How to perform a man who himself did nothing else? “From the beginning Wilde performed his life and continued to do so even after fate had taken the plot out of his hands,” W.H. Auden wrote in a perceptive, if strikingly critical, essay in 1963.1 Oscar Wilde famously told Gide that he had put his talent into his work and his genius into his life, and although his work is still enjoyed—there was recently a year-long season of his plays at the Vaudeville Theatre in London—he divides opinion as a writer, with John Banville in these pages recently putting a higher estimate on him than Auden had.2
But “Oscar” continues to inspire any number of books, plays, and movies. One filmography lists twenty-seven items. There are many filmed versions of his work, among them six of The Picture of Dorian Gray (with casts including Anthony Perkins and Malcolm McDowell), four of The Canterville Ghost (with casts including John Gielgud and Patrick Stewart, and a 1944 version directed by Jules Dassin with Charles Laughton), and four of Salomé (one directed by Ken Russell and one by Al Pacino). And there are filmed versions of the comedies, although they never quite work on screen: the 1952 Importance of Being Earnest directed by Anthony Asquith, despite Edith Evans as Lady Bracknell, Dorothy Tutin as Cecily, and Margaret Rutherford as Miss Prism, is stagey and slow-paced. An even more improbable Wildean than Pacino was Otto Preminger, who directed a 1949 movie version of Lady Windermere’s Fan as The Fan.

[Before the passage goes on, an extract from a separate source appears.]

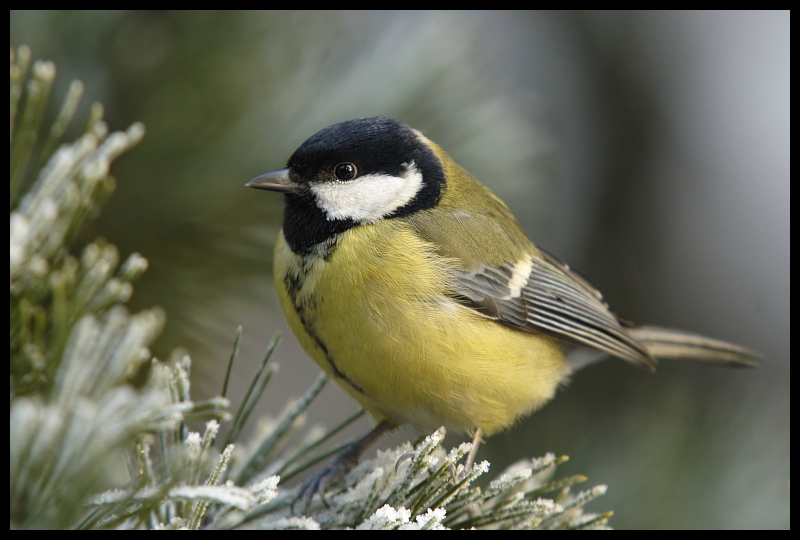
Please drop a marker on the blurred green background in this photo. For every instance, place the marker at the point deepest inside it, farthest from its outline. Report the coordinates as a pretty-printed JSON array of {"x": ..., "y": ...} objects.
[{"x": 649, "y": 150}]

Then there are the biopics. Two came out in 1960: Oscar Wilde with Robert Morley as Wilde and The Trials of Oscar Wilde with Peter Finch. Critical opinion at the time thought the Finch version the better, and viewing them again it’s hard to disagree. The former is clumsy and sometimes a little leaden and, although there’s something rather touching about Morley, he is plainly miscast. So in a different way is Finch, who is too handsome, slim, and dashing: Wilde was never very prepossessing in appearance, as opposed to presence and conversation, and by forty he was, as photographs and the sketches by Toulouse-Lautrec and Max Beerbohm show, bloated by food and drink.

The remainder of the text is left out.